How to use Kubernetes and Helm for efficient hyperparametric tuning 07/02 Update SLTechnology News&Howtos

How to use Kubernetes and Helm for efficient hyperparametric tuning

2025-07-02 Update From: SLTechnology News&Howtos shulou NAV: SLTechnology News&Howtos > Servers >

Shulou(Shulou.com)05/31 Report--

This article introduces the knowledge of "how to use Kubernetes and Helm for efficient hyperparameter tuning". In the operation of actual cases, many people will encounter such a dilemma, so let the editor lead you to learn how to deal with these situations. I hope you can read it carefully and be able to achieve something!

The problems faced by Hyperparameter Sweep

In Hyperparameter Sweep, we need to carry out different training according to many different combinations of hyperparameters, and multiple training for the same model requires a lot of computing resources or a lot of time.

If the training is carried out in parallel according to different hyperparameters, it requires a lot of computing resources.

If the training corresponding to all different hyperparameter combinations is carried out sequentially on the fixed computing resources, it will take a lot of time to complete the training corresponding to all combinations.

So when landing, most people choose a relatively optimal combination through a very limited number of manual fine-tuning of their superparameters.

Kubernetes+Helm is a sharp weapon.

With Kubernetes and Helm, you can easily explore a very large hyperparameter space while maximizing cluster utilization to optimize costs.
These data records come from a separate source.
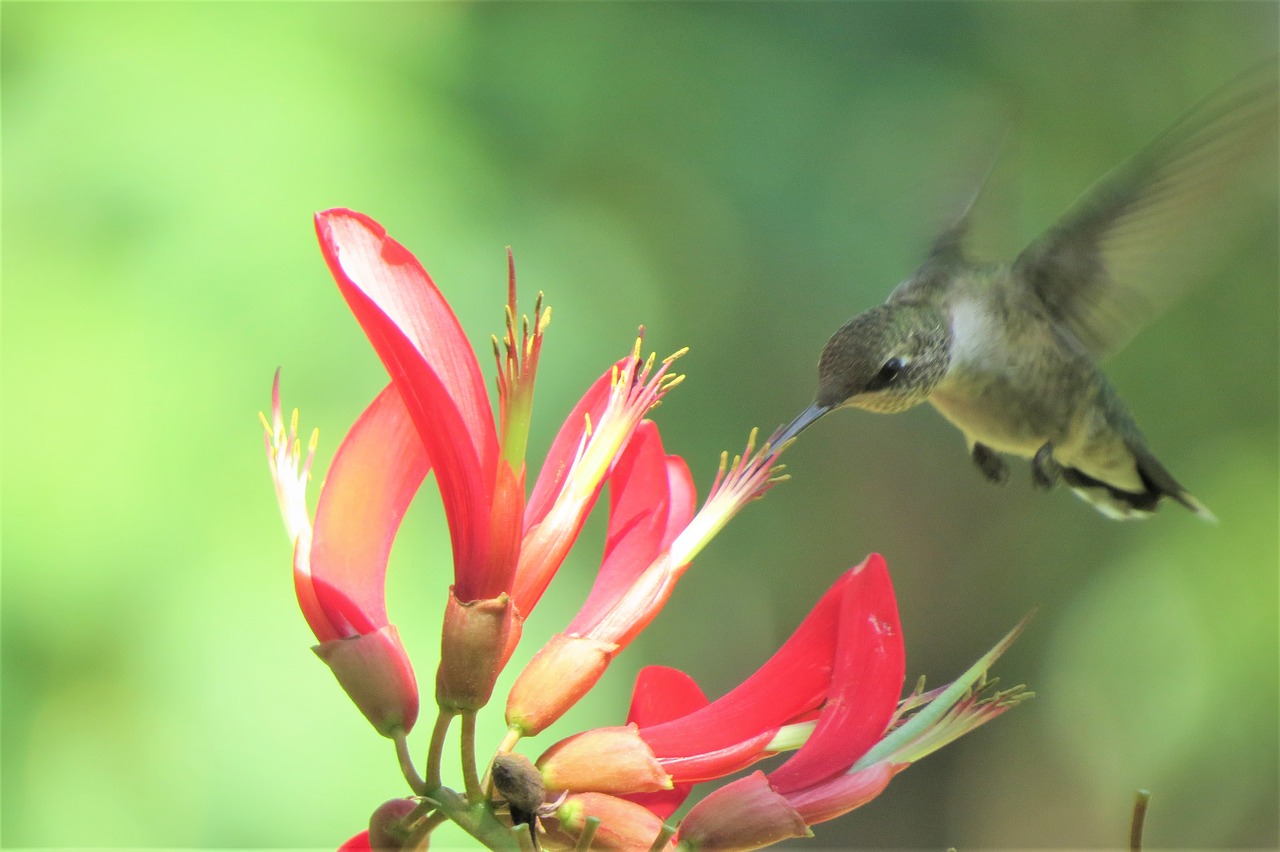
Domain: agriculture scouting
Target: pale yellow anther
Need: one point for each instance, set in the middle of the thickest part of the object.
(676, 355)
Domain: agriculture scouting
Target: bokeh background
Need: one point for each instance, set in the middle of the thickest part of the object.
(739, 179)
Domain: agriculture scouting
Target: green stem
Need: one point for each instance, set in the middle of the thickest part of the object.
(470, 778)
(421, 832)
(407, 769)
(476, 820)
(663, 837)
(437, 750)
(1139, 818)
(584, 839)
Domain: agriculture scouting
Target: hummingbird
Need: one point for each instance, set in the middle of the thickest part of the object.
(1009, 352)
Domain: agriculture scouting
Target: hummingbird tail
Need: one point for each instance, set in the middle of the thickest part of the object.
(1127, 505)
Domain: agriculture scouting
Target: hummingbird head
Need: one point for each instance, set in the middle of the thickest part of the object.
(885, 360)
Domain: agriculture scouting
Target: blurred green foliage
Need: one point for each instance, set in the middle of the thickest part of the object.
(737, 178)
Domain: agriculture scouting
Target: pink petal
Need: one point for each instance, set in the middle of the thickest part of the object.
(641, 514)
(560, 458)
(745, 814)
(661, 695)
(370, 484)
(842, 793)
(432, 363)
(865, 683)
(716, 740)
(359, 843)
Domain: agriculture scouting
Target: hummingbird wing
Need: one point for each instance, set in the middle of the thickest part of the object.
(1124, 251)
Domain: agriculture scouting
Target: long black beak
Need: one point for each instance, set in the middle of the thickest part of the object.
(803, 421)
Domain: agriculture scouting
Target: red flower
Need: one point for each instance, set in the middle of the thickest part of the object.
(339, 562)
(653, 537)
(832, 690)
(504, 552)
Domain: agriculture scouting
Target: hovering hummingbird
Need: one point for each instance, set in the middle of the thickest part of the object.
(1008, 352)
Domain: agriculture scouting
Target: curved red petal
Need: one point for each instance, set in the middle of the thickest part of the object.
(639, 513)
(865, 683)
(370, 484)
(791, 683)
(359, 843)
(663, 694)
(423, 347)
(560, 457)
(841, 793)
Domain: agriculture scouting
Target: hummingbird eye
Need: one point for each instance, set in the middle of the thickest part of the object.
(887, 375)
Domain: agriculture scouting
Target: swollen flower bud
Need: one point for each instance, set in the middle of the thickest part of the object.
(561, 673)
(472, 645)
(624, 825)
(375, 672)
(606, 760)
(387, 828)
(745, 814)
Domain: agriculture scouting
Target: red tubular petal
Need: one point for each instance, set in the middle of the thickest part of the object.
(432, 363)
(359, 843)
(865, 683)
(375, 673)
(640, 517)
(708, 742)
(661, 695)
(842, 793)
(370, 484)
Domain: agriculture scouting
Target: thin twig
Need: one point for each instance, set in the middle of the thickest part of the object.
(1139, 818)
(437, 750)
(470, 778)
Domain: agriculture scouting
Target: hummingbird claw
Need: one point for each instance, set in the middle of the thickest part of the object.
(990, 463)
(1045, 468)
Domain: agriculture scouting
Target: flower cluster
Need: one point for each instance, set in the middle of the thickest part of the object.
(831, 692)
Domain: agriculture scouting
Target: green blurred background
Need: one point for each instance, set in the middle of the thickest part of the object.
(737, 178)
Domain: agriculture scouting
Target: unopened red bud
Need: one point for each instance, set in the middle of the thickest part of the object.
(561, 673)
(624, 825)
(387, 828)
(472, 646)
(604, 760)
(746, 814)
(375, 672)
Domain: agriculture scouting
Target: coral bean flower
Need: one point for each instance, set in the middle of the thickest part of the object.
(832, 690)
(504, 549)
(339, 562)
(652, 539)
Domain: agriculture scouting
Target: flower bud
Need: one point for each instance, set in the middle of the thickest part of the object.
(387, 829)
(561, 673)
(472, 645)
(604, 760)
(624, 825)
(745, 814)
(375, 672)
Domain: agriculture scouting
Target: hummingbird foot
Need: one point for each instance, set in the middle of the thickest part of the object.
(1046, 471)
(990, 463)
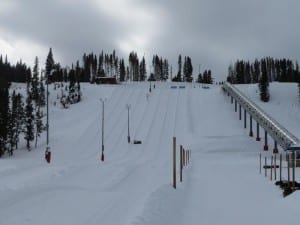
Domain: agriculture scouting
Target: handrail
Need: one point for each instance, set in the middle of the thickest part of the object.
(280, 134)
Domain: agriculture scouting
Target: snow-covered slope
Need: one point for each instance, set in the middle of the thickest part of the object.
(133, 185)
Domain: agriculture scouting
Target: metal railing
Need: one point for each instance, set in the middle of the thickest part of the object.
(280, 134)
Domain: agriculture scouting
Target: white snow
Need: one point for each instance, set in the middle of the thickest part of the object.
(133, 186)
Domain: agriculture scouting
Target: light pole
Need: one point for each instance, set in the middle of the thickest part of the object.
(102, 153)
(128, 106)
(48, 152)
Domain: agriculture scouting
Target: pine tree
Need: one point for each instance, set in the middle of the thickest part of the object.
(178, 77)
(143, 70)
(29, 121)
(264, 83)
(11, 131)
(35, 82)
(39, 126)
(18, 113)
(122, 70)
(42, 93)
(49, 66)
(188, 69)
(4, 115)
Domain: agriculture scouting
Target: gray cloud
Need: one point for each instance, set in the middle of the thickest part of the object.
(213, 32)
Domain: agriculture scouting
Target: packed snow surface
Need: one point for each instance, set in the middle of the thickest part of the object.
(133, 186)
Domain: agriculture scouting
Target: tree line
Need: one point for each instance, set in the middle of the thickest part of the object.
(264, 71)
(246, 72)
(19, 116)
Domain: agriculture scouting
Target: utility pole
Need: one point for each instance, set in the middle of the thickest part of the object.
(102, 152)
(128, 106)
(48, 152)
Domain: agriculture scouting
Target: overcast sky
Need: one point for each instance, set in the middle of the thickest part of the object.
(214, 33)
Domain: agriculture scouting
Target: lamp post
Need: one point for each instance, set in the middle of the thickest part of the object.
(128, 106)
(48, 152)
(102, 152)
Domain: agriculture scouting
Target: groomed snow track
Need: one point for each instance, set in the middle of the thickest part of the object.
(280, 134)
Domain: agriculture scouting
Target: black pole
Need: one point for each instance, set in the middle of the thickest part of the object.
(47, 112)
(102, 150)
(128, 137)
(245, 118)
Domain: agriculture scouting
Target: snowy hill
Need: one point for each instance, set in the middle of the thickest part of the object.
(221, 185)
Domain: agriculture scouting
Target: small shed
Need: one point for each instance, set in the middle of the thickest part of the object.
(294, 150)
(106, 80)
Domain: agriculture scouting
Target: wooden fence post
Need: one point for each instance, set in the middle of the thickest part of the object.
(288, 162)
(181, 162)
(174, 162)
(183, 157)
(271, 175)
(280, 167)
(294, 165)
(275, 169)
(259, 163)
(265, 166)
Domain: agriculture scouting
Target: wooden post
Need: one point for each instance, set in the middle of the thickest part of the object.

Helm enables us to package applications into chart and easily parameterize them. In Hyperparameter Sweep, we can use the configuration of Helm chart values to generate a corresponding TFJobs in template for training deployment. At the same time, we can deploy a TensorBoard instance in chart to monitor all these TFJobs, so that we can quickly compare the results of all our hyperparameter combinations. For those hyperparameter combinations that are not effective, we can delete the corresponding training tasks as soon as possible. This will undoubtedly greatly save the computing resources of the cluster, thus reducing the cost.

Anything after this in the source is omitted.